Section 13: Securities law requirements
Shares of Stock shall not be issued under the Plan unless the issuance and delivery of such shares comply with (or are exempt from) all applicable requirements of law, including (without limitation) the Securities Act of 1933, as amended, the rules


and regulations promulgated thereunder, state securities laws and regulations, and the regulations of any stock exchange or other securities market on which the Company’s securities may then be traded, and the applicable laws of any country which has jurisdiction over the applicable Participant.
Section 14: Stock offered under the plan
(a) Authorized Shares. The maximum aggregate number of shares of Stock available for purchase under the Plan is up to two (2) percent of voting Stock outstanding as of December 31, 2024 or approximately 43 million shares of Stock. The aggregate number of shares available for purchase under the Plan shall at all times be subject to adjustment pursuant to Section 14(b).
(b) Antidilution Adjustments. The aggregate number of shares of Stock offered under the Plan, the individual and aggregate Participant share limitations described in Section 8(c) and the price of shares that any Participant has elected to purchase shall be adjusted proportionately by the Committee in the event of any change in the number of issued shares of Stock (or issuance of shares other than common stock) by reason of any forward or reverse share split, subdivision or consolidation, or share dividend or bonus issue, recapitalization, reclassification, merger, amalgamation, consolidation, split-up, spin-off, reorganization, combination, exchange of shares of Stock, the issuance of warrants or other rights to purchase shares of Stock or other securities, or any other change in corporate structure or in the event of any extraordinary distribution (whether in the form of cash, shares of Stock, other securities or other property).

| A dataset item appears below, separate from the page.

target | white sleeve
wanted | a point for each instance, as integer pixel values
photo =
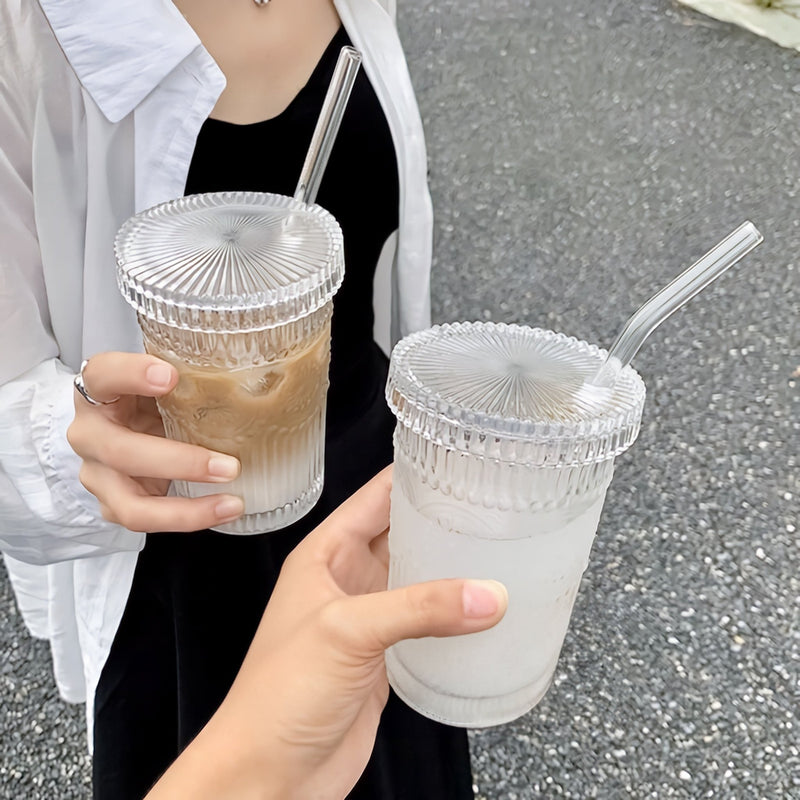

(c) Reorganizations. Any other provision of the Plan notwithstanding, in the event of a Corporate Reorganization in which the Plan is not assumed by the surviving corporation or its parent corporation pursuant to the applicable plan of merger or consolidation, the Offering Period then in progress shall terminate immediately prior to the effective time of such Corporate Reorganization and either shares shall be purchased pursuant to Section 8 or, if so determined by the Board or Committee, all amounts in all Participant Accounts shall be refunded pursuant to Section 15 without any purchase of shares. The Plan shall in no event be construed to restrict in any way the Company’s right to undertake a dissolution, liquidation, merger, consolidation or other reorganization.
Section 15: Amendment or discontinuance
The Board or Committee shall have the right to amend, suspend or terminate the Plan at any time and without notice. Upon any such amendment, suspension or termination of the Plan during an Offering Period, the Board or Committee may in its discretion determine that the applicable Offering shall immediately terminate and that all amounts in the Participant Accounts shall be carried forward into a payroll deduction account for each Participant under a successor plan, if any, or promptly refunded to each Participant. Except as provided in Section 14, any increase in the aggregate number of shares of Stock to be issued under the Plan shall be subject to approval by a vote of the shareholders of the Company. In addition, any other amendment of the Plan shall be subject to approval by a vote of the shareholders of the Company to the extent required by an applicable law or regulation. The Plan shall continue until the earlier to occur of (a) termination of the Plan pursuant to this Section 15 or (b) issuance of all of the shares of Stock reserved for issuance under the Plan.